I’m not sure whether to post this as it makes us sound terribly spoilt, but here goes.

In the Middle East it’s possible to outsource every task you could conceivably think of – from the ironing to banging a nail into a wall, changing a lightbulb and assembling Ikea furniture.

Even things I didn’t think were possible to avoid can be delegated. Had we wanted to, we could have valet parked at a children’s party this week, and already today I’ve politely declined having someone carry my groceries to the car and having the car washed while I shopped.

Expats tend to follow a typical pattern. They hire a cleaner, pay a teenager to babysit, then farm out the ironing. Before too long, they realise it’s cheaper to sponsor a live-in maid
Because the truth is, it’s really, really difficult not to have help in Dubai.

One of my favourite bloggers, Where’s my ruby slippers?, posted a wonderful and honest account about this aspect of Dubai life, and I found myself nodding in somewhat shame-faced agreement when she described how, that morning at the mall, a lady had taken her parking ticket at the exit and put it in the machine that operates the barrier. “Had she been able to shut my car window without cutting her arm off, I have no doubt she would have done that as well,” she wrote.

The drawback, of course, is how lazy it makes us. How it becomes too easy to throw money at a problem – and, the most concerning part, the effect it has on our children. I’m constantly reminding BB and LB that there are many things in Dubai that aren’t normal (“Where’s her nanny?” asked BB once in England, on meeting a little friend in a park filled with mums, not paid staff).
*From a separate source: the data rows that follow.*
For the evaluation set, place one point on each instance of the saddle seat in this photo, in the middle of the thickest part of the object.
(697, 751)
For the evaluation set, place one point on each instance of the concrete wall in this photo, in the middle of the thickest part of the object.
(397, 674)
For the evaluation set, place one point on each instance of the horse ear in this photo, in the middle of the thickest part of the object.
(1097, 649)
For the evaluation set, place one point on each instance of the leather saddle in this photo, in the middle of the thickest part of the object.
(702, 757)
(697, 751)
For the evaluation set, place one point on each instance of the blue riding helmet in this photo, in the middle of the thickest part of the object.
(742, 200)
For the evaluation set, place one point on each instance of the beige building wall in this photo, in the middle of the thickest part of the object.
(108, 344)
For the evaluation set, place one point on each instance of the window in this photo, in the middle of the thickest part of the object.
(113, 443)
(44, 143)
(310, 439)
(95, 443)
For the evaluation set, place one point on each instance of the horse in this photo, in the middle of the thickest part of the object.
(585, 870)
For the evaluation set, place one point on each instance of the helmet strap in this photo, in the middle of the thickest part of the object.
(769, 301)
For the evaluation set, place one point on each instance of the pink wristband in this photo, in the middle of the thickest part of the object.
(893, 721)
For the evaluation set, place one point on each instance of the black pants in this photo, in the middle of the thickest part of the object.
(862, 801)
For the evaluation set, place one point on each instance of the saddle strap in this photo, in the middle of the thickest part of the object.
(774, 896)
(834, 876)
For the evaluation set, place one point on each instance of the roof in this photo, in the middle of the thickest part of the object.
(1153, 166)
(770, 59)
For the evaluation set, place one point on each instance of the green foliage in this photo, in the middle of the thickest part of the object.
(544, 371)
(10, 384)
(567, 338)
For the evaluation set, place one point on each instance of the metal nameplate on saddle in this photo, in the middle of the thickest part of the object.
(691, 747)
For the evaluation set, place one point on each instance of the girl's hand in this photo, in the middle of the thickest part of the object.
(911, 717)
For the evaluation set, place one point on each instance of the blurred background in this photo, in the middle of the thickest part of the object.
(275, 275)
But, here’s the thing: apart from our trips home, this is the only existence my children know, and teaching them that life here can be a little too easy is a challenge.

This week, our doorbell rang and it was DH’s dry cleaner, dropping off his freshly laundered and pressed uniforms. We thought nothing more of it until we realised the impression it had made on BB.

I bought him some new school uniforms a couple of days ago, but one item was out of stock so I placed an order and left my phone number.

“They call when my shirt arrives?” BB asked, looking a little puzzled. “Won’t they deliver it, like Daddy’s work clothes?’

Sigh! Time to revisit real-life for a reality check, me thinks.